The Air Force determined that because of Hughes's failure to furnish the requested information Hughes's software estimates were not validated. Specifically, the agency found that Hughes's software estimating tools were "contractor specific with no validation data, or other information proving the reliability of these tools." The evaluated "lack of validated software planning and estimating tools" resulted in "significant concerns about the reliability of the software estimates." As a consequence, according to the agency, there could be "a larger software effort than what has been scoped by the offeror, which would affect schedule and cost, and may affect the feasibility of the technical approach."
As for Hughes's claim that 15 years of actual program data supported its software development coefficients, the source evaluation team (SET) noted that "when asked to provide this actual program data, the offeror instead provided a [deleted], but "did not provide the data requested." Further, the evaluators considered the information given by Hughes in this regard "vague, incomplete, and contradictory." As an example, the SET noted that:
"The offeror states that their productivity data is based on [deleted]. The offeror then states that their estimates do not [deleted]. Four of the factors we requested were estimated LOC, estimated man-hours, actual final LOC, and actual final man-hours expended for past contracts. This is the data that would be used to compute the estimated productivity and actual productivity for new software development. The offeror failed to provide [deleted]. . . . The [deleted] indicates [deleted] program . . . involving Ada [--the software language required here--] developed under [Department of Defense (DOD)] restrictions. [Deleted] data points are given for [deleted] program [deleted]. However, there is no information to indicate how much weight should be given to each point [deleted]. Furthermore, there is no way to determine, from the [deleted] points given, what the [deleted] for the entire effort was. Therefore, the offeror's answer does not prove the reliability of their coefficients."
Hughes argues that the historical productivity data the firm provided in its offer and in response to the CRs was sufficient to validate its software estimates. According to the protester, its data properly was based on prior similar programs and was derived [deleted]. Hughes claims that the data requested by the agency such as original estimated LOC versus final actual LOC was [deleted]. According to Hughes, it would have been [deleted] to provide data [deleted], therefore, the protester argues that it should not have been required to [deleted] for evaluation purposes. In addition, Hughes argues that the high risk rating it received for software capabilities was inconsistent with the agency's past performance risk assessment of the firm. Specifically, the protester cites the performance risk assessment group's (PRAG) determination that "[a]ll the data collected on [Hughes] concerning cost indicated no relevant problems existed on past contracts" and that Hughes "is capable of performing with low risk to the government." The protester essentially contends that the PRAG's conclusion in this regard establishes the validity of Hughes's software estimating methodology.

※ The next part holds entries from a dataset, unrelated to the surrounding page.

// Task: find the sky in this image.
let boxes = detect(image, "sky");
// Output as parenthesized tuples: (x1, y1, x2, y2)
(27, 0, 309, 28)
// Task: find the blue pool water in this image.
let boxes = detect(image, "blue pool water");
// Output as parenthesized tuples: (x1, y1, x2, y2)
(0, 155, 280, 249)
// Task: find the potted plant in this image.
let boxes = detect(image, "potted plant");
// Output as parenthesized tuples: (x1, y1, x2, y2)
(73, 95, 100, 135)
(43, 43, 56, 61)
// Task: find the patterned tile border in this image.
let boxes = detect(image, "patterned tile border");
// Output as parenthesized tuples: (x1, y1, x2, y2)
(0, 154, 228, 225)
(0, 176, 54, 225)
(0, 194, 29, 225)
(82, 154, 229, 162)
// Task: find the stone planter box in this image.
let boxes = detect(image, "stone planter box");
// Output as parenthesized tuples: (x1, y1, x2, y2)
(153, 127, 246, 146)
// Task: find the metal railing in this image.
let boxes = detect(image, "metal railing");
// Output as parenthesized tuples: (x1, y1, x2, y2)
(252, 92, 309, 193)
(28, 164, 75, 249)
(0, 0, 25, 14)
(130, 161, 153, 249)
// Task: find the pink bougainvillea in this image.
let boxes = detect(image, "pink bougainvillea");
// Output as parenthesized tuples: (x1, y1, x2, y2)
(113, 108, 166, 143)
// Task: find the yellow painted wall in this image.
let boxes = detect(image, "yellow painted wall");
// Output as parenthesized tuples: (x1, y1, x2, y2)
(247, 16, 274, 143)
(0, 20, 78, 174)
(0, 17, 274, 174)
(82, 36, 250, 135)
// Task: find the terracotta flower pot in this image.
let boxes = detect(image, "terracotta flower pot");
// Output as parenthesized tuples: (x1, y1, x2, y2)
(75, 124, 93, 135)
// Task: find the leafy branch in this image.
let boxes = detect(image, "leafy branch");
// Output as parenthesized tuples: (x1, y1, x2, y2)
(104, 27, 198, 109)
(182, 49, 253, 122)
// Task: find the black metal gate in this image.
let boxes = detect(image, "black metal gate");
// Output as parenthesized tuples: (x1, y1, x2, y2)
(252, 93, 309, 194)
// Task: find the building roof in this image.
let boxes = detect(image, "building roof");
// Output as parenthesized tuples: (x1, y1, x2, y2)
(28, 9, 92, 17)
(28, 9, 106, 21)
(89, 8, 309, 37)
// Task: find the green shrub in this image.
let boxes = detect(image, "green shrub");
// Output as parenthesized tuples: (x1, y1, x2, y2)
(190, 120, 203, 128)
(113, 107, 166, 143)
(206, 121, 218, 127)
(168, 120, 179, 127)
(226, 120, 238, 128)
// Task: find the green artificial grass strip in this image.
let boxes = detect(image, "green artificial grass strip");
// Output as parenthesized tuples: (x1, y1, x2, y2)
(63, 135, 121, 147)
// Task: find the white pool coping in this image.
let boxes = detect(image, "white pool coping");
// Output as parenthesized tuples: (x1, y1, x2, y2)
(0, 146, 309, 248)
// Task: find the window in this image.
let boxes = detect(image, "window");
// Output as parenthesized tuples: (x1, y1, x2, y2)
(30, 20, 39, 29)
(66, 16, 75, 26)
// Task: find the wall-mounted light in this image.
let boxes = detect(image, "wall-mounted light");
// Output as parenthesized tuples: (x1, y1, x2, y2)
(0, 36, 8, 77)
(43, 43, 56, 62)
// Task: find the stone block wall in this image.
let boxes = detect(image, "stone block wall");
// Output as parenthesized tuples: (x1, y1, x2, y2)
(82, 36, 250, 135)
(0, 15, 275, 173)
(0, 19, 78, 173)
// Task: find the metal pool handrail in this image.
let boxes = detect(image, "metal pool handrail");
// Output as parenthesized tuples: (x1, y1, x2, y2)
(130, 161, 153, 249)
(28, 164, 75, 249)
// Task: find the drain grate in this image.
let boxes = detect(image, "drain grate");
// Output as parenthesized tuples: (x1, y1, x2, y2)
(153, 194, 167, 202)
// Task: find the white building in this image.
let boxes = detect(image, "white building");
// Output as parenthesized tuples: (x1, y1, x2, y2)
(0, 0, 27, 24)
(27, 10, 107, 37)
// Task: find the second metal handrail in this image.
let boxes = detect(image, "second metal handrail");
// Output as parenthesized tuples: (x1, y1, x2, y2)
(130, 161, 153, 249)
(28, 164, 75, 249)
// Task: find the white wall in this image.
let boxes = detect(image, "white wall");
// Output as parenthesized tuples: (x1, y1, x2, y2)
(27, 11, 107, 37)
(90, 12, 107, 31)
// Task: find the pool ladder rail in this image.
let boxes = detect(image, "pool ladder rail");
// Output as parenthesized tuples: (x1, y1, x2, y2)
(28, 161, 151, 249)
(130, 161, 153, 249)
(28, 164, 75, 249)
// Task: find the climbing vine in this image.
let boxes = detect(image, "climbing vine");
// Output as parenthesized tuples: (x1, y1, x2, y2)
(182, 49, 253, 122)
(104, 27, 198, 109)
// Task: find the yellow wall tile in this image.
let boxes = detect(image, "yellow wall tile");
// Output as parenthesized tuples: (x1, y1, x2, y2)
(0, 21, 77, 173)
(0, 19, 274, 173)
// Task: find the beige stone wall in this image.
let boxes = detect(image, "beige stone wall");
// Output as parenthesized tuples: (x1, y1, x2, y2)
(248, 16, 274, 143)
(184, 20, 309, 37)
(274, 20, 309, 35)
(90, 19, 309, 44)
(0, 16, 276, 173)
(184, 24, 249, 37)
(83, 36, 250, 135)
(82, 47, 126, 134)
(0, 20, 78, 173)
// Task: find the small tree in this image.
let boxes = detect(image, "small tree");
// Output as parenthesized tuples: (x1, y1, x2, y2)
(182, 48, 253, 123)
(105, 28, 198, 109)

In reviewing an agency's technical evaluation, we will not reevaluate the proposal; we will only consider whether the agency's evaluation was reasonable and in accord with the evaluation criteria listed in the solicitation. CORVAC, Inc., B-244766, Nov. 13, 1991, 91-2 CPD Para. 454. A protester's mere disagreement with the agency's judgment is not sufficient to establish that the agency acted unreasonably. United HealthServ Inc., B-232640; et al., Jan. 18, 1989, 89-1 CPD Para. 43. Here, based on the record, the agency's high risk rating of Hughes's software capabilities, as it relates to the reliability of the firm's software estimates, appears to be reasonable.
First, we find reasonable the agency's position that the data it requested but which was not furnished by Hughes, such as the original estimated LOC versus final actual LOC, was directly relevant to ascertaining the validity of Hughes's software estimating methodology, and thus the reliability of its software estimates. The agency could reasonably consider the ultimate accuracy of Hughes's prior initial software estimates as bearing on the validity of the software estimating methodology which produced the estimates. Accordingly, since Hughes's software estimates [deleted], historical data showing the accuracy of the prior initial software estimates was properly viewed by the agency as significant.

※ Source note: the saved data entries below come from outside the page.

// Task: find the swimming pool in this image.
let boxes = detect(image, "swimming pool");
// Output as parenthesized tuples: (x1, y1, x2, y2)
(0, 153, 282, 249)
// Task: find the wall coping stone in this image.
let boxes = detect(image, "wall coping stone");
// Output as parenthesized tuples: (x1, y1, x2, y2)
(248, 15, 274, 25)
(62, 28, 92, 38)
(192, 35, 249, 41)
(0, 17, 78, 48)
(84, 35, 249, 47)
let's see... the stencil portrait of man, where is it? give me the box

Indeed, Hughes's own "Software Engineering Practices Manual" (SEP), submitted with the firm's proposal, recognizes [deleted].

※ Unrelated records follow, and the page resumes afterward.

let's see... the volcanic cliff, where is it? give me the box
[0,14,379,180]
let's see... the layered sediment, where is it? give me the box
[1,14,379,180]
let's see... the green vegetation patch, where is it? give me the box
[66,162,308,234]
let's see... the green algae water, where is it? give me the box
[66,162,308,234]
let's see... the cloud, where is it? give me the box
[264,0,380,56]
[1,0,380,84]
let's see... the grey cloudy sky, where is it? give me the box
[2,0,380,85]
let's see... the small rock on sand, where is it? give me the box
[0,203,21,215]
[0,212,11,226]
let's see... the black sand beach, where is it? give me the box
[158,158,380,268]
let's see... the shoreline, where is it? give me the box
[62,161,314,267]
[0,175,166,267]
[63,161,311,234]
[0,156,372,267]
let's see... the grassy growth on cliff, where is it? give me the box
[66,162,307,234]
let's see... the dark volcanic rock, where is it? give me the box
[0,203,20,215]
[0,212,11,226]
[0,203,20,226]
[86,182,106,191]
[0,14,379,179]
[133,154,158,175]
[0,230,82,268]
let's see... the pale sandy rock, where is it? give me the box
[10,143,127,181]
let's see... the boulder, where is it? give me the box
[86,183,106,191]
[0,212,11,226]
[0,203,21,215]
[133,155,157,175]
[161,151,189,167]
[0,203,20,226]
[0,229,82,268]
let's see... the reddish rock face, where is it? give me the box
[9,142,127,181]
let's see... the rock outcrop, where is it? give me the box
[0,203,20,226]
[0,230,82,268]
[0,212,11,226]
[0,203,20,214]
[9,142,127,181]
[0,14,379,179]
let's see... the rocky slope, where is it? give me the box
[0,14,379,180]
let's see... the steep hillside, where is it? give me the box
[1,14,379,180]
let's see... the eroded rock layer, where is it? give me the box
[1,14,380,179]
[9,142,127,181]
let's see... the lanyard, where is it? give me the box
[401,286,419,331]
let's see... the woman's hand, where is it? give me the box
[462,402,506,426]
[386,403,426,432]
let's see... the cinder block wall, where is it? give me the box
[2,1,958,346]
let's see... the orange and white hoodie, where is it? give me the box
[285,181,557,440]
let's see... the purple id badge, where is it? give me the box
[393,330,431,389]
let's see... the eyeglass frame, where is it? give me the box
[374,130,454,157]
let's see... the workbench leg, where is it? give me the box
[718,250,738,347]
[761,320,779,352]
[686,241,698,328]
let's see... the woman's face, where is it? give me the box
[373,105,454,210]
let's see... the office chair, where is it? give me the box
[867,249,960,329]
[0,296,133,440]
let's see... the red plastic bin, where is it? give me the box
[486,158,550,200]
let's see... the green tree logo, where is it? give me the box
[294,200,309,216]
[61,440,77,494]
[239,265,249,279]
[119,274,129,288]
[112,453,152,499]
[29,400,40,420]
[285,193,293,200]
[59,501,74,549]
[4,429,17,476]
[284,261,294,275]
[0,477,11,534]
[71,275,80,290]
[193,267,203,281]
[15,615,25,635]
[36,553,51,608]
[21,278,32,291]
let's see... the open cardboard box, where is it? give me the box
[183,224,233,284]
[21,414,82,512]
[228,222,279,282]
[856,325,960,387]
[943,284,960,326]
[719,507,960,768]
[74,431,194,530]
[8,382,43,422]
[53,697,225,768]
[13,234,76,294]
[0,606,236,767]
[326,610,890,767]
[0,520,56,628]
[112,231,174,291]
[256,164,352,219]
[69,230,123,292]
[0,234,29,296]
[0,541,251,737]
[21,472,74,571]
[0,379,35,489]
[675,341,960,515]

Nor do we believe that the agency was unreasonable in questioning the historical data submitted by Hughes. Our review of the record confirms the agency's position that [deleted] of the [deleted] past contracts cited by Hughes [deleted] clearly similar to the requirement here--a DOD contract using Ada as the programming language--and that the data submitted for [deleted] failed to support the validity of the software estimating coefficient used by Hughes for the contemplated effort here. As discussed by the SET (in the above quote), the data furnished by Hughes for [deleted] indicates the total number of LOC changed, and the productivity rates [deleted]. As also noted by the SET, however, there was no indication of the weight to be given to each of the data points, [deleted]; as a result, the [deleted] for the entire effort could not be determined.  While the protester maintains that the data points on the [deleted] were of "equal (representative) weight" and thus "an [deleted] could reasonably be estimated from those data points," this was not apparent from the submitted data. In any event, the average of the [deleted] given was [deleted] LOC per man-hour, or [deleted] LOC per man-week, which was significantly less than the [deleted] LOC per man-week Hughes used as its software estimating coefficient for Ada here.
Furthermore, Hughes's high proposal risk rating for software capabilities was not inconsistent with its low evaluated performance risk rating. As stated in the RFP, proposal and performance risk were evaluated separately under different criteria (as well as by different evaluators)--proposal risk was to be used to assess the risk associated with an offeror's proposed approach, while performance risk was to be used to assess the probability of success of the proposed effort, based on an offeror's present and past performance. The fact that the firm had, in general terms, performed successfully in the past, did not dictate a finding under the proposal risk assessment that the actual software approach proposed here was without risk and that its estimates were reliable.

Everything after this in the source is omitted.